A resident in his flooded cellar in Saint-Etienne-au-Mont, in Pas-de-Calais, November 15, 2023 (AFP / FRANCOIS LO PRESTI)
Five other departments are on orange flood alert with Pas-de-Calais, including neighboring Nord.
Pas-de-Calais seems relatively spared from the Frederico depression, which led to “significant rain in the Vosges” and “violent gusts” in the south-east, according to the latest Météo-France bulletin.
The forecasts anticipate light precipitation on Friday, “which would allow continued improvement”, underlines Vigicrues. “This lull should continue at least until Saturday,” according to the prefecture.
But vigilance remains essential because, on “soils saturated by the precipitation of recent weeks”, certain watercourses remain “extremely reactive”, warned Vigicrues.
– Record rains –
“The aftermath is going to be very complicated. People are tired, are exhausted, psychologically, physically, morally,” said Gwenaëlle Loire, mayor of Saint-Léonard, about fifty kilometers from Neuville-sous-Montreuil, expressing concern of the permanent departure of certain residents.
Graph showing series of 30 consecutive days with more than 150 mm of precipitation, according to Météo-France data (AFP / Sylvie HUSSON)
Although the damage promises to be major, the human toll remains at four injured since November 6, according to the prefecture.
Between October 16 and November 14, Pas-de-Calais recorded cumulative precipitation of 295 mm, the wettest 30-day episode in the department since measurements by Météo-France began in 1958.
Aerial view of flooding in Saint-Etienne-au-Mont, in Pas-de-Calais, November 15, 2023 (AFP / Charles Caby)
After middle and high schools which gradually reopened on Wednesday, most of the 1,290 schools closed since Monday have reopened, the prefecture announced.
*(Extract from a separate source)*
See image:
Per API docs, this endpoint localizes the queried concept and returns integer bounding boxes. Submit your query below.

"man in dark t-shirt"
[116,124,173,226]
Thursday evening, 5,200 people were still suffering from restrictions on drinking water, a situation which is expected to last for several more days, and more than a hundred homes remained without electricity, specifies the same source.
Rail traffic is still interrupted on two sections (Boulogne-Etaples and Saint-Pol-Etaples), according to SNCF.
Since November 6, nearly 1,500 people have been evacuated because of these floods, exceptional in their duration and intensity.
Although they constitute natural phenomena, floods, cyclones and droughts can be amplified by global warming generated by human activities.